We took a moment to remind our kids what do when lost. My sister-in-law doled out the age-old advice, “Look for a mom,” she said. Then she added, “…or a dad,” throwing a bone my way. I appreciated it, but I didn’t need it. Knowing that lost list girl was back with her family was enough for me.
♦◊♦
Original version of this article appeared on RuddyBits.com; Image courtesy of the author
My advice. FIND A KID. A kid will not hurt you (generally) and they will more likeley than not be with a guardian who CAN help.
Saying “find a parent” can be tricky as you don’t know what your child’s understanding of parent is. do they believe ALL moms carry big bags because THEIR mom carries a diaper bag around, and therefore would think this woman with a big bag is a mom? a kid’s idea of a parent may be wildly different from a child’s idea of one.
Great advice, Lynn. I think I’ll likely tell my kids that too. Finding another child close to there age would likely get them a parent who understands how these things happen and what best to do. Thanks.
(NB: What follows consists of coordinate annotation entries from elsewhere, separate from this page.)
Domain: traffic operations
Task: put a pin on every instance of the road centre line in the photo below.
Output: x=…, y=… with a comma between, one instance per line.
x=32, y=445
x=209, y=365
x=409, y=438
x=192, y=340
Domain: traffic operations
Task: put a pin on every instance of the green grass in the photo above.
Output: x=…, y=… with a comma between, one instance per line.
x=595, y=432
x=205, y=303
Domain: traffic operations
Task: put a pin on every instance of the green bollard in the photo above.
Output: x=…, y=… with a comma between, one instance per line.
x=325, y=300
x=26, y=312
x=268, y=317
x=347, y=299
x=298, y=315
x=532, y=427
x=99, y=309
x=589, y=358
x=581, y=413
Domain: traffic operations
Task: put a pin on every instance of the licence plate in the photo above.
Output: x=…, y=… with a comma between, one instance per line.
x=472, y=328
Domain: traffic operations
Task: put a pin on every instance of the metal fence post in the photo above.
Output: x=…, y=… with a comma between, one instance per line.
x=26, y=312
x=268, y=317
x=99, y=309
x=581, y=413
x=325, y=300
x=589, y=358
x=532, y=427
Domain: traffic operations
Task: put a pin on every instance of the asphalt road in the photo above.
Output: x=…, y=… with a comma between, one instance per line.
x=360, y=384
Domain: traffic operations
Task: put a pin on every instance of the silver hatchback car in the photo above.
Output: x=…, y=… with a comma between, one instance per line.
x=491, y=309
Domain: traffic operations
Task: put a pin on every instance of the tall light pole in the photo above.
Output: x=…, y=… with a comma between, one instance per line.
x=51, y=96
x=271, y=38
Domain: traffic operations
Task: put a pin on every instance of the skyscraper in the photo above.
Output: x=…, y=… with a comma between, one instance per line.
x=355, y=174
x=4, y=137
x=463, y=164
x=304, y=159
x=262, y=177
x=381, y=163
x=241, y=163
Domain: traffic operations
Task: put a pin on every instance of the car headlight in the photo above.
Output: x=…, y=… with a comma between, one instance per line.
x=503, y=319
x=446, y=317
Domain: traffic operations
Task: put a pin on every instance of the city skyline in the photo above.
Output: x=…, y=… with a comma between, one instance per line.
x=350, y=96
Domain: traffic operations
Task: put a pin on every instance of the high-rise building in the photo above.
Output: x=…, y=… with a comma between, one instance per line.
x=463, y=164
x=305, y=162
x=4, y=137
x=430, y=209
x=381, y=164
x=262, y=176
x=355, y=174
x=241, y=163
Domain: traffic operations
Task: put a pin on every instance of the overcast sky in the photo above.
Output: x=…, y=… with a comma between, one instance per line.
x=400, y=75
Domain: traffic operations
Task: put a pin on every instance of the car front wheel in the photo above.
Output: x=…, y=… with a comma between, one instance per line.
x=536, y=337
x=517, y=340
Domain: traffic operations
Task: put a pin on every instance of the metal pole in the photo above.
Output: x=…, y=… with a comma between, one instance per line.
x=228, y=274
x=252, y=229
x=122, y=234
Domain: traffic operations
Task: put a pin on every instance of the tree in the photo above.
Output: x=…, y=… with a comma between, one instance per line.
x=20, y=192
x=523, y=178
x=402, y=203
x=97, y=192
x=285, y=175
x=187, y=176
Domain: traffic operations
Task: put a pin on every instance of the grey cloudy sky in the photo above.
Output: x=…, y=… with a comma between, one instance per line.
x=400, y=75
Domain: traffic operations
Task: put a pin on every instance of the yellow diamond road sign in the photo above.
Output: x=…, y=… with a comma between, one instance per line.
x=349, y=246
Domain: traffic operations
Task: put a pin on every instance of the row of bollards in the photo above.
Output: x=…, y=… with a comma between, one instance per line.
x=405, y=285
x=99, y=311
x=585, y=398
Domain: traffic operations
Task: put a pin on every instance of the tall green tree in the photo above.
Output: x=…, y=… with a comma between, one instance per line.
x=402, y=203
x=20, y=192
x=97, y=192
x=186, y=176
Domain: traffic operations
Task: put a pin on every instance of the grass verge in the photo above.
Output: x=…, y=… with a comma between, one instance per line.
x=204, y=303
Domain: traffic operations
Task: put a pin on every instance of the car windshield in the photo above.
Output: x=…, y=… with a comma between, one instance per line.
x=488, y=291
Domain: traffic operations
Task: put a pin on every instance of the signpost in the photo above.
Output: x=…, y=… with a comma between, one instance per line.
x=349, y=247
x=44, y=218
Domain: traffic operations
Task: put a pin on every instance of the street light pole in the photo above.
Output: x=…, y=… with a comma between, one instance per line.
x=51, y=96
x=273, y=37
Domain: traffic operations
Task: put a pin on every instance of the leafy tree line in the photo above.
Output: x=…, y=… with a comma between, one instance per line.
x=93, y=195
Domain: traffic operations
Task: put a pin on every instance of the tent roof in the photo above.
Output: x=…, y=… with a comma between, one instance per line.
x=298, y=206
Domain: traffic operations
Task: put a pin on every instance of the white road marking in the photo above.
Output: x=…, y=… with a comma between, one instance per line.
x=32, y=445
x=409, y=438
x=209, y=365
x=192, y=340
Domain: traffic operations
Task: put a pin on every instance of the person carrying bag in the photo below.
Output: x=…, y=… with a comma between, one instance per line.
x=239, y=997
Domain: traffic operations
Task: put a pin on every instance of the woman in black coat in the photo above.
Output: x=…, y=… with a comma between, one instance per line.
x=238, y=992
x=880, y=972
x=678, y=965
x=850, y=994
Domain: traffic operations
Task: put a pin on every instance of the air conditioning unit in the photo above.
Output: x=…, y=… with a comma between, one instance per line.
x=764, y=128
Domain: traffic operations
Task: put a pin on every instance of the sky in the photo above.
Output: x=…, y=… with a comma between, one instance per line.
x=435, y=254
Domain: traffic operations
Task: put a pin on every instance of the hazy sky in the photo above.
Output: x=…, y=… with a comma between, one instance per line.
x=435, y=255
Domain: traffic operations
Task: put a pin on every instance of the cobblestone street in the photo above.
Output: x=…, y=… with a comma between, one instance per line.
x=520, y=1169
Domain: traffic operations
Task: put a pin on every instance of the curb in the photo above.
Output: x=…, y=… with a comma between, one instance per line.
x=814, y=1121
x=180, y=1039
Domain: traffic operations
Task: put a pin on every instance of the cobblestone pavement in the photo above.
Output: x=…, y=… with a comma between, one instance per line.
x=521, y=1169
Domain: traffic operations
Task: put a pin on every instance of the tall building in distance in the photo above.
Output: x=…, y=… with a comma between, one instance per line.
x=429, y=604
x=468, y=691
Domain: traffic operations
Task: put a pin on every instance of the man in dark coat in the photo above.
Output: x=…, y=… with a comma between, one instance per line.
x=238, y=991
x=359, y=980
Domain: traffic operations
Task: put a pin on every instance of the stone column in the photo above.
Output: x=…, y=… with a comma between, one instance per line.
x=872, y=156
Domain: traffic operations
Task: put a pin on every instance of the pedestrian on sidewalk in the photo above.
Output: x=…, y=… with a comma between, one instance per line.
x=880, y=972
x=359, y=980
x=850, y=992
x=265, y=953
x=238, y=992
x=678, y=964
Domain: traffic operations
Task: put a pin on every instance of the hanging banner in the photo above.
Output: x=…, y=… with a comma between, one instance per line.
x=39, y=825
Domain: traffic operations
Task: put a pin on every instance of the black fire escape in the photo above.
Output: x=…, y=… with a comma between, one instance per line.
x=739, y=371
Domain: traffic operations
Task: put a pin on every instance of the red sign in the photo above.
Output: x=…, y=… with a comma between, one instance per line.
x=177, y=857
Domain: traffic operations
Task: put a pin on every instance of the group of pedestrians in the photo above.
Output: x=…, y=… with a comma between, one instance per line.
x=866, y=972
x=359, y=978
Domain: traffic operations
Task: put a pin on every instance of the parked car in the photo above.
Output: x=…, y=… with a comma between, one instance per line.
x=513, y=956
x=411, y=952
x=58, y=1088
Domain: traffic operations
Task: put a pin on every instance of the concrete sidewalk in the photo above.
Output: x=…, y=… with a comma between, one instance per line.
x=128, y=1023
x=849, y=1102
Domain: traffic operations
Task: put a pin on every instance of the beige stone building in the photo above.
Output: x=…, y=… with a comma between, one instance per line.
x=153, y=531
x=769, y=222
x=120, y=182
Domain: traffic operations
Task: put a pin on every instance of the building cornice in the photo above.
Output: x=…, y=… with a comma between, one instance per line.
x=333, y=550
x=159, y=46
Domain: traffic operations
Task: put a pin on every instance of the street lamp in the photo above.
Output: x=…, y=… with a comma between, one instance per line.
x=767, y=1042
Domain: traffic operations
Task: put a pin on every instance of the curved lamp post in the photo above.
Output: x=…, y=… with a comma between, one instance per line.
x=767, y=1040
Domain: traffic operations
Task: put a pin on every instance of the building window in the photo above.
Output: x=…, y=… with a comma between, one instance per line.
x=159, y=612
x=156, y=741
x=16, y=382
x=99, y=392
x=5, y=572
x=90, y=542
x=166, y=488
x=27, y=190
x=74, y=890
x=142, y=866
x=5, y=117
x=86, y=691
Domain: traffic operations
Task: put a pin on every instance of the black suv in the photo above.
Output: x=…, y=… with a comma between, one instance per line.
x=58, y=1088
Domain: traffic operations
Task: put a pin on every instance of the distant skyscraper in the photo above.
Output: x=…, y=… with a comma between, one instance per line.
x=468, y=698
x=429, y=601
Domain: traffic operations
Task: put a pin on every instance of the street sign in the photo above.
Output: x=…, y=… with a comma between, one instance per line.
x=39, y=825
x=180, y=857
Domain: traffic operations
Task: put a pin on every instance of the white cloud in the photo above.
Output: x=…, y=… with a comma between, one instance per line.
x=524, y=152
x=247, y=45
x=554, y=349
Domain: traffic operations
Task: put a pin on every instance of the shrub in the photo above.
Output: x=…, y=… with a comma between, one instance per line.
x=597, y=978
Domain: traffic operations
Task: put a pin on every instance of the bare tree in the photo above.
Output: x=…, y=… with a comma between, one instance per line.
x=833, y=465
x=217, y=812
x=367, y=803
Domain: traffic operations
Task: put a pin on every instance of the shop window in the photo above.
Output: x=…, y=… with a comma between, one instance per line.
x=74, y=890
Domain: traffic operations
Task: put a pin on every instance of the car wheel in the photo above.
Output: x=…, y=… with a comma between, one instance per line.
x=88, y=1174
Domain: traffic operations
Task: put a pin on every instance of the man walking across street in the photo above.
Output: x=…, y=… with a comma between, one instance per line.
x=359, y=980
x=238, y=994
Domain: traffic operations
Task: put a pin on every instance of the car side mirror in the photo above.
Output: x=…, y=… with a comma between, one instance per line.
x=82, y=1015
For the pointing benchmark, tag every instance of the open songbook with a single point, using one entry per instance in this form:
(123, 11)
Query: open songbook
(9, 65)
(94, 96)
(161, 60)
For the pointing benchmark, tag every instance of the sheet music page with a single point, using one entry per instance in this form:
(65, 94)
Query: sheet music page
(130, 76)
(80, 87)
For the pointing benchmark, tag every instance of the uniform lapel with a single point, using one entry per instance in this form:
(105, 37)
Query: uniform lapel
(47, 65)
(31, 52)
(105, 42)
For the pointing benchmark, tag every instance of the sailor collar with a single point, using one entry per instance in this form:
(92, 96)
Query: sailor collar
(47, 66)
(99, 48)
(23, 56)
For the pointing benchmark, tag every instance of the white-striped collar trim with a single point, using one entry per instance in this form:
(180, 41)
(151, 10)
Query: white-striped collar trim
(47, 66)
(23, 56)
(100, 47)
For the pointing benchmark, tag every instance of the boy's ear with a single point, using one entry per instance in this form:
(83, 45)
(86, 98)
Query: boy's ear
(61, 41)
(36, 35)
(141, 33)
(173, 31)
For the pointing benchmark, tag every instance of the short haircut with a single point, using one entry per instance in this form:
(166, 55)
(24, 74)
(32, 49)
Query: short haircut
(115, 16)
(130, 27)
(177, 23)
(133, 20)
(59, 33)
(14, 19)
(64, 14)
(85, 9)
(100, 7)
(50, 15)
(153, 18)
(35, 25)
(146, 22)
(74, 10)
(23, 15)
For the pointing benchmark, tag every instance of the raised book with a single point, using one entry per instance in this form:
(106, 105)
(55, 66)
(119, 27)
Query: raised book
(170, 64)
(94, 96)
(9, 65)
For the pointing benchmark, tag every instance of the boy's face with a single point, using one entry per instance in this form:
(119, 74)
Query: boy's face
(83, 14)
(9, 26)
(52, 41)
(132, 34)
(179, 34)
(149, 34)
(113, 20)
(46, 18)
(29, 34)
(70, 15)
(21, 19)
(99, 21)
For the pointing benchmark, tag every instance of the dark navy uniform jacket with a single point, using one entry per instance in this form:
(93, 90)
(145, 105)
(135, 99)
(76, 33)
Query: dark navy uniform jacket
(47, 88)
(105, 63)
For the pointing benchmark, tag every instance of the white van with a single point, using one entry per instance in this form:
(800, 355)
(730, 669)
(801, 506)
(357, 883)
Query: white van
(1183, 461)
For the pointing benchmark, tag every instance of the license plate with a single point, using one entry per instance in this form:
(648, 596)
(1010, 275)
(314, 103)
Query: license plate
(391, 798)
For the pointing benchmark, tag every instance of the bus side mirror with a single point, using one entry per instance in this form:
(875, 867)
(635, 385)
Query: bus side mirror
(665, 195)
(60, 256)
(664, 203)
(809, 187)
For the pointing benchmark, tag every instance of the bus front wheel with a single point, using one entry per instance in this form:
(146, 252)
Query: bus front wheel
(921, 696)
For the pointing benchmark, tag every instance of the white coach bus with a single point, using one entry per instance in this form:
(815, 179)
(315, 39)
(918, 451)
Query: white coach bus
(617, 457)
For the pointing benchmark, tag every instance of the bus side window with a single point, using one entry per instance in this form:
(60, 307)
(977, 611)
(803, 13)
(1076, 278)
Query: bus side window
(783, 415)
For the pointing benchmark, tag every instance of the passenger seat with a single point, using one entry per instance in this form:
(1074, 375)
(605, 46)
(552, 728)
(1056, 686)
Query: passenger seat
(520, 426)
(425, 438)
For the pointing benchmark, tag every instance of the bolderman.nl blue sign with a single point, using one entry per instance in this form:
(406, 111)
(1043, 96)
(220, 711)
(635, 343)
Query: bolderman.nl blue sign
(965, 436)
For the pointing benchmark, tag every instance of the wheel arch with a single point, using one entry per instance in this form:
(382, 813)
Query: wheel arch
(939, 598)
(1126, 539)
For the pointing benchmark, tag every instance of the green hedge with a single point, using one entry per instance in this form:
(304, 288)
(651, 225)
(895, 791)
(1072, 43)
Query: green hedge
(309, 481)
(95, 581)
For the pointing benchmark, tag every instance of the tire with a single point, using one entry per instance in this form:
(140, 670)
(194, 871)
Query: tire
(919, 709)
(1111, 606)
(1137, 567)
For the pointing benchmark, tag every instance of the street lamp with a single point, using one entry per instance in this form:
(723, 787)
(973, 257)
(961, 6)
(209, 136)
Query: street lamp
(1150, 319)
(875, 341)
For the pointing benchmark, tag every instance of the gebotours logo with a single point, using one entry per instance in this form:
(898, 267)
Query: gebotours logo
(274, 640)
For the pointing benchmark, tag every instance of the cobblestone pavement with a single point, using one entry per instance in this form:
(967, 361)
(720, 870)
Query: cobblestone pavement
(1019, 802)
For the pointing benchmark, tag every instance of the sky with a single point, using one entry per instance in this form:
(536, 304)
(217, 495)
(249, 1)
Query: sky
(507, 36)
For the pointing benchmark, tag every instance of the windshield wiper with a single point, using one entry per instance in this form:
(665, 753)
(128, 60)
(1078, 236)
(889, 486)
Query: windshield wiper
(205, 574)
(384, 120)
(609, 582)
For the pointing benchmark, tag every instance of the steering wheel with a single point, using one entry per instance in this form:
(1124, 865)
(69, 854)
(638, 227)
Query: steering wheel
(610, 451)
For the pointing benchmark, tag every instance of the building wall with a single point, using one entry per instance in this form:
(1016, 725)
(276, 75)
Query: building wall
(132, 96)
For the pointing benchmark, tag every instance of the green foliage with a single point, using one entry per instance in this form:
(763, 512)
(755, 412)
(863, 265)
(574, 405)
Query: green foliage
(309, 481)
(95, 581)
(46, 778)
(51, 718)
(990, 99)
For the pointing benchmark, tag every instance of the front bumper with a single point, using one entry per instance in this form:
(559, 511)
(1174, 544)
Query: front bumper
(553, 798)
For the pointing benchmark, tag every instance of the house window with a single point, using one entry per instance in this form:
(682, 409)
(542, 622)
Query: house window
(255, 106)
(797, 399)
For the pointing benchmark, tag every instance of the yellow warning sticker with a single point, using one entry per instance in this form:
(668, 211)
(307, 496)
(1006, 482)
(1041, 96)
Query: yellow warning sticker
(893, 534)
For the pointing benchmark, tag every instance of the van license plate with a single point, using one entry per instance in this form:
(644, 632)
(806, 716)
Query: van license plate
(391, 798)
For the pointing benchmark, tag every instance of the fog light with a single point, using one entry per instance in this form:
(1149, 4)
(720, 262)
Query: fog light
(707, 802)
Thanks for sharing this story Cort. And the interesting comments about how you approached the “go to a mom or policeman” comments. I liked how all you cared about was helping the little girl and your ego not getting in the way.
A nice story to which all us parents can relate. So glad that little girl found her family. That happened to me when I was 5 and we had just landed in Canada as immigrants off the boat. I was terrified.
Our kids are still young so we are vigilant. That said I always ensure that they are within my line of sight. If they get too far, I call out. I’ve had a few of those panic moments. The advice find a mom or dad (with kids) is very practical. Empathy counts for a lot.